The Trump team knows very well that they are behind in the polls, and they have shaped a plan to reverse Clinton’s edge: suppress her voters.

Instead of expanding the electorate, Bannon and his team are trying to shrink it. “We have three major voter suppression operations under way,” says a senior official. They’re aimed at three groups Clinton needs to win overwhelmingly: idealistic white liberals, young women, and African Americans. Trump’s invocation at the debate of Clinton’s WikiLeaks e-mails and support for the Trans-Pacific Partnership was designed to turn off Sanders supporters. The parade of women who say they were sexually assaulted by Bill Clinton and harassed or threatened by Hillary is meant to undermine her appeal to young women. And her 1996 suggestion that some African American males are “super predators” is the basis of a below-the-radar effort to discourage infrequent black voters from showing up at the polls—particularly in Florida.
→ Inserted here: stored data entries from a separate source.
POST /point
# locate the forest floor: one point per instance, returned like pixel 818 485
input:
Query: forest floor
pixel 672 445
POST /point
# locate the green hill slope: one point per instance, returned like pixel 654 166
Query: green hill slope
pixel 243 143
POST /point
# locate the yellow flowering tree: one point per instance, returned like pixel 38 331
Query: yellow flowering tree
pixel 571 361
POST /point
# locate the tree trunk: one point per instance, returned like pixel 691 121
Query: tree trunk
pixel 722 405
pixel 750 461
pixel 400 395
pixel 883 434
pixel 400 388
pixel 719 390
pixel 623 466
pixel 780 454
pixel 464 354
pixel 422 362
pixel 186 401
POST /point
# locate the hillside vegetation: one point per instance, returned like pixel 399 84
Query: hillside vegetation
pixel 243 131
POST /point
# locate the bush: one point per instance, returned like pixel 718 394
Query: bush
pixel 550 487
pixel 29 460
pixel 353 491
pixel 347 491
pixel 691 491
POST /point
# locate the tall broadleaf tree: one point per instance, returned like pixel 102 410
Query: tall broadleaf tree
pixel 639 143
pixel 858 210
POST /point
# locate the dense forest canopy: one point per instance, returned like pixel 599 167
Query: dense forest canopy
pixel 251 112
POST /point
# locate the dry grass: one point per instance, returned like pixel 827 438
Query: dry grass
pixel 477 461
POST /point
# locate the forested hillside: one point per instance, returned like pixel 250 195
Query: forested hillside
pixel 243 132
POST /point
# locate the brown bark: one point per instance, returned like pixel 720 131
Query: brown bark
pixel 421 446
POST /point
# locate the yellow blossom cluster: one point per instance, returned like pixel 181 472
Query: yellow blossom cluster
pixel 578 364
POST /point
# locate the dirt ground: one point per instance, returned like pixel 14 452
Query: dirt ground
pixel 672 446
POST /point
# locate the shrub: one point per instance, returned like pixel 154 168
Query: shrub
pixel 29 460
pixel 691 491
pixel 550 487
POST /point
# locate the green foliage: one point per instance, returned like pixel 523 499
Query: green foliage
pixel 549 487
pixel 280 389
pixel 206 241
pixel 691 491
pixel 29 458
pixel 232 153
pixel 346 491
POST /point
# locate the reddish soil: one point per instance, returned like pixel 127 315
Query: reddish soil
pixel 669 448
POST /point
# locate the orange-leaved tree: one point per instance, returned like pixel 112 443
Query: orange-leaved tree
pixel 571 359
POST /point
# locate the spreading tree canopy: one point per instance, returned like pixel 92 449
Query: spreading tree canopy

The nation is at risk if Trump wins, and the Republican party is at risk if he loses.

Regardless of whether this works or backfires, setting back GOP efforts to attract women and minorities even further, Trump won’t come away from the presidential election empty-handed. Although his operation lags previous campaigns in many areas (its ground game, television ad buys, money raised from large donors), it’s excelled at one thing: building an audience. Powered by Project Alamo and data supplied by the RNC and Cambridge Analytica, his team is spending $70 million a month, much of it to cultivate a universe of millions of fervent Trump supporters, many of them reached through Facebook. By Election Day, the campaign expects to have captured 12 million to 14 million e-mail addresses and contact information (including credit card numbers) for 2.5 million small-dollar donors, who together will have ponied up almost $275 million. “I wouldn’t have come aboard, even for Trump, if I hadn’t known they were building this massive Facebook and data engine,” says Bannon. “Facebook is what propelled Breitbart to a massive audience. We know its power.”

Since Trump paid to build this audience with his own campaign funds, he alone will own it after Nov. 8 and can deploy it to whatever purpose he chooses. He can sell access to other campaigns or use it as the basis for a 2020 presidential run. It could become the audience for a Trump TV network. As Bannon puts it: “Trump is an entrepreneur.”

Whatever Trump decides, this group will influence Republican politics going forward. These voters, whom Cambridge Analytica has categorized as “disenfranchised new Republicans,” are younger, more populist and rural—and also angry, active, and fiercely loyal to Trump. Capturing their loyalty was the campaign’s goal all along. It’s why, even if Trump loses, his team thinks it’s smarter than political professionals. “We knew how valuable this would be from the outset,” says Parscale. “We own the future of the Republican Party.”

Win or lose, he is not going away. White nationalism is his base, and he is cultivating it with dexterity. And keeping it intact for the future.